How is IgA Nephropathy Treated?
There’s no known cure for IgA nephropathy and no definitive way of knowing what direction the disease will take. Some people experience complete remission, others live normal lives with low amounts blood or protein in their urine, while some patients progress to renal failure.
Some patients do not require active treatment, but only require clinical monitoring to insure the disease doesn’t progress into major renal issues. Other patients need an active treatment path with medication therapy can slow the progress of the disease and help manage symptoms such as high blood pressure, protein in the urine, and swelling.
It is important to see a kidney specialist on a regular basis to monitor kidney function, degree of proteinuria, cholesterol and blood pressure. Many different types of immunosuppressants, or drugs that suppress the immune system, including steroids, can also be considered.
If remission is not obtained, it is important for patients to remain on medication treatments that reduces the amount of protein in the urine. These medications are called ACE-inhibitors (angiotensin converting enzyme inhibitors) and ARBs (angiotensin II receptor blockers).
Your nephrologist may also recommend:
- Diuretics to help eliminate excess fluids in the body
- A low sodium diet help to control edema
- Anticoagulants can help to prevent blood clots
- Immunosuppressive treatments can help prevent the body’s immune system reaction. This can lower the body’s attack on the glomeruli.

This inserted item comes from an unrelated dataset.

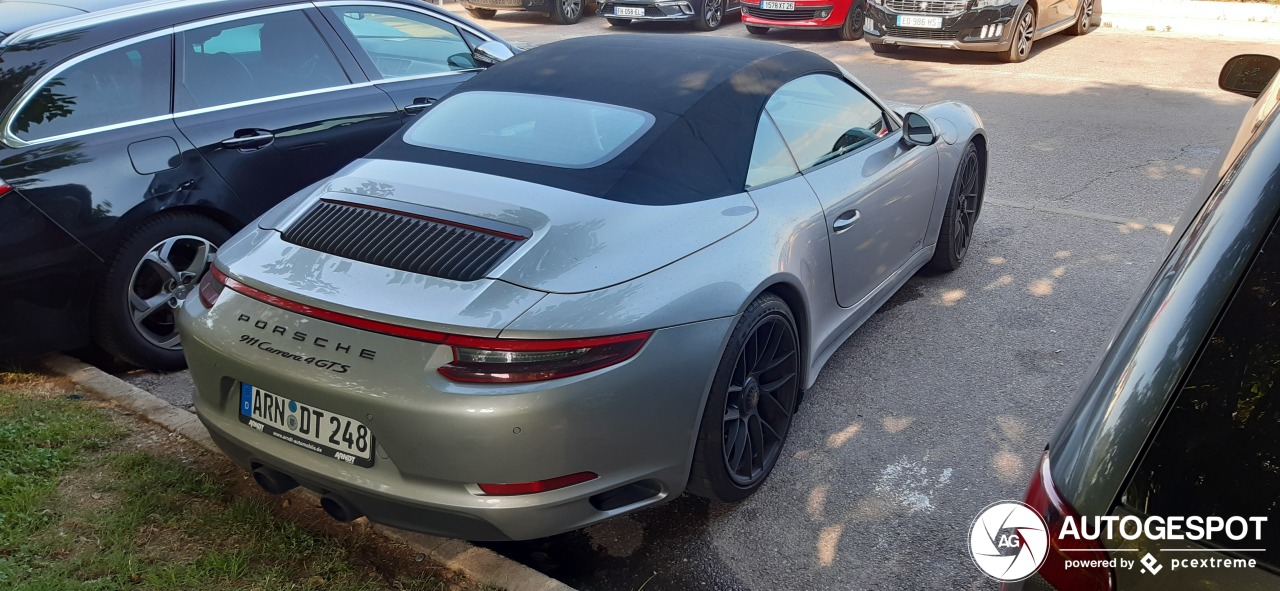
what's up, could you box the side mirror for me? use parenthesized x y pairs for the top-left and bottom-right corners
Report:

- Blood Pressure medications, such as ACE inhibitors or angiotensin receptor blockers (ARBs), to lower high blood pressure
- Statin therapy to help lower the cholesterol level
- Maintaining a healthy diet: Correct amounts of protein and fluid intake according to your nephrologist’s recommendations. A healthy diet consists of low salt with emphasis on fruits and vegetables, low in saturated fat and cholesterol.
- Omega-3 fatty acids, often found in fish oil supplements or vitamins, can aid in reducing renal inflammation without some of the side effects of traditional drug therapies. Check with a doctor, and never stop taking other anti-inflammatories without a doctor’s permission.
- Not smoking
Since there is no true cure for IgA Nephropathy, these treatments and therapy options are all aimed at reducing the symptoms of renal disease and to avoid the progression of the disease to the point of kidney failure or the need of a kidney transplant.
Click here for specific information about each treatment option.
The ultimate goal with treatment is to avoid progression into end stage renal disease, the need for dialysis or kidney transplantation.